The assumption is normality conditional on the covariates. With a factor model with binary and continuous indicators and no covariates, normality is fulfilled if assuming normal factors and normal residuals for the continuous indicators. If the continuous indicators are non-normal, non-normality-robust chi-square and SEs are useful. Finite mixture modeling with latent classes can be used to capture non-normality.
I plan a LGMM on my data T1-T5. However, especially on the first measurements my outcome is moderately skewed (1.3-1.5), later on it becomes better (<1.0). Reviewers often argument in line with Bauer et al. that nonormal data can easily lead to retention of spurious latent classes. How can one argument against that, given one has indeed nonnormal data, like me? Is it necessary to adress nonnormality by e.g. applying a transformation and would that help to solve the problem claimed by Bauer and others? I'm always a little reluctant using transformations due to loss of interpretability.

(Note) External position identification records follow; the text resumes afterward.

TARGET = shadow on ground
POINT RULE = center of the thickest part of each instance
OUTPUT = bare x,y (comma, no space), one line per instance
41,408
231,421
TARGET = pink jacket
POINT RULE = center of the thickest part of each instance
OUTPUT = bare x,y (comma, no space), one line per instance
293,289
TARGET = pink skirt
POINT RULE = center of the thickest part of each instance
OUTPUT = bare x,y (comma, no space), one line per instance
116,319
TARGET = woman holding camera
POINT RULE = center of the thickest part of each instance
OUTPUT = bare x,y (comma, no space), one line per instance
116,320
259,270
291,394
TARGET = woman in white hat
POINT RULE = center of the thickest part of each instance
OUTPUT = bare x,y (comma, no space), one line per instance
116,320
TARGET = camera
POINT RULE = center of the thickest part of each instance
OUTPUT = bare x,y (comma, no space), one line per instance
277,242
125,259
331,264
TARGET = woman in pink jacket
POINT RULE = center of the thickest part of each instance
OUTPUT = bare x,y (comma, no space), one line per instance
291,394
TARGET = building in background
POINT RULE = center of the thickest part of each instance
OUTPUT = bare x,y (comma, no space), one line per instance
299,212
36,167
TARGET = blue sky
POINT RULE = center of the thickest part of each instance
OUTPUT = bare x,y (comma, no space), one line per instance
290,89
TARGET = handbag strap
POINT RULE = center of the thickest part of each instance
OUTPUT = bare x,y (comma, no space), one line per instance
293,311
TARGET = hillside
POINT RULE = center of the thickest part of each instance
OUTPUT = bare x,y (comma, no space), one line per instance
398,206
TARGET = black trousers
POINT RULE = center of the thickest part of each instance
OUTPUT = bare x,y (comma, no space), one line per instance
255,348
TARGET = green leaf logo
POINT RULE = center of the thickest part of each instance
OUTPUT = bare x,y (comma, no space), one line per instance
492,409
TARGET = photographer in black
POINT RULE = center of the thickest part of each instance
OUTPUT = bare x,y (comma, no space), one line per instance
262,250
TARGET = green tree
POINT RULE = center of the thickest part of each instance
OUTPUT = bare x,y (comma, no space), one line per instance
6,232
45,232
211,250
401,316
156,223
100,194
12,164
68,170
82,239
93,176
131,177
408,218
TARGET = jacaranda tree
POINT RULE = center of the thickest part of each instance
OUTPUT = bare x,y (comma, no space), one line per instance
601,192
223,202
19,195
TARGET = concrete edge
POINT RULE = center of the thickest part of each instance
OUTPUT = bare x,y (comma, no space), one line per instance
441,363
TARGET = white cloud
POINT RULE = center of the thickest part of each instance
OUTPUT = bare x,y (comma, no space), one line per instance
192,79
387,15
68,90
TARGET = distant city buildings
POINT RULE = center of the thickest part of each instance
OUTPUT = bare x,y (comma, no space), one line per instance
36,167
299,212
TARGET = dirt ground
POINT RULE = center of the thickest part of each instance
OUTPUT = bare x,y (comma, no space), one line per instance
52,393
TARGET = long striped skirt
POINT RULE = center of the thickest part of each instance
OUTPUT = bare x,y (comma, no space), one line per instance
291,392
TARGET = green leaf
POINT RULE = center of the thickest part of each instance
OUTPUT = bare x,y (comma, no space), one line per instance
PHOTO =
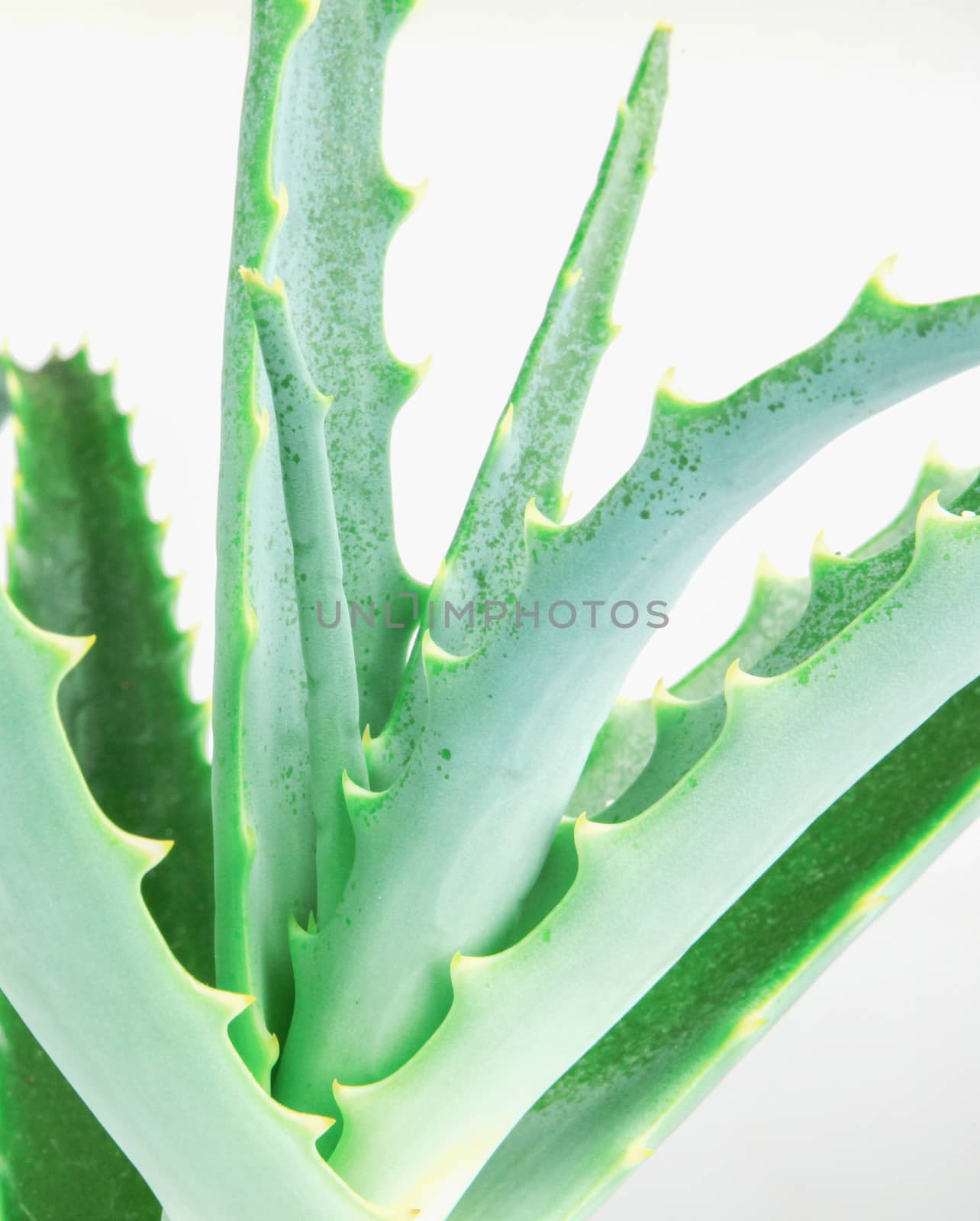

To start with your last question, I don’t think you should transform your data. Mixture modeling is designed to capture non-normal outcomes and you would lose information on substantively important latent classes that are potentially present.
Regarding the Bauer-related argument that you mention, it is correct that non-normality of an outcome can be represented by latent classes and in some cases those latent classes have no substantive meaning or usefulness. Having BIC point to more than one class does not imply that the classes are substantively meaningful. So that is a good warning.
Having said that, let me deviate from the rule of multiple postings on the same topic and expand on my answer in my next post.
I do, however, think the Bauer warning has been overstated and may lead some researchers to stay with regular single-class growth modeling with potentially distorted results. It should be self evident that it is the responsibility of the researcher to argue for the substantive meaningfulness of the classes. And this is more easily done with GMM and its use of longitudinal data such as yours as compared to cross-sectional data. I have argued in several articles – the first two listed below – that the statistical analysis must be augmented by substantive/theoretical arguments and/or auxiliary variable information in order to claim that these classes are meaningful. One example is placebo response in antidepressant trials. When I find two classes for the placebo group and see a flat non-response class curve shape and a response class that has the curve shape predicted by the ample theory/substantive reasoning on depression placebo response, then the two classes most likely have substantive meaning. Their existence generates the non-normality of the depression outcomes. Another example is math achievement where I include in the model a predictive validity aspect, namely how the failing math trajectory class differs sharply in its proportion of later high school dropout. Both examples - included in the Muthen-Asparouhov (2008) chapter below - show how to not frivolously choose to overlay a substantive meaning, or simply make an assumption of meaningful classes.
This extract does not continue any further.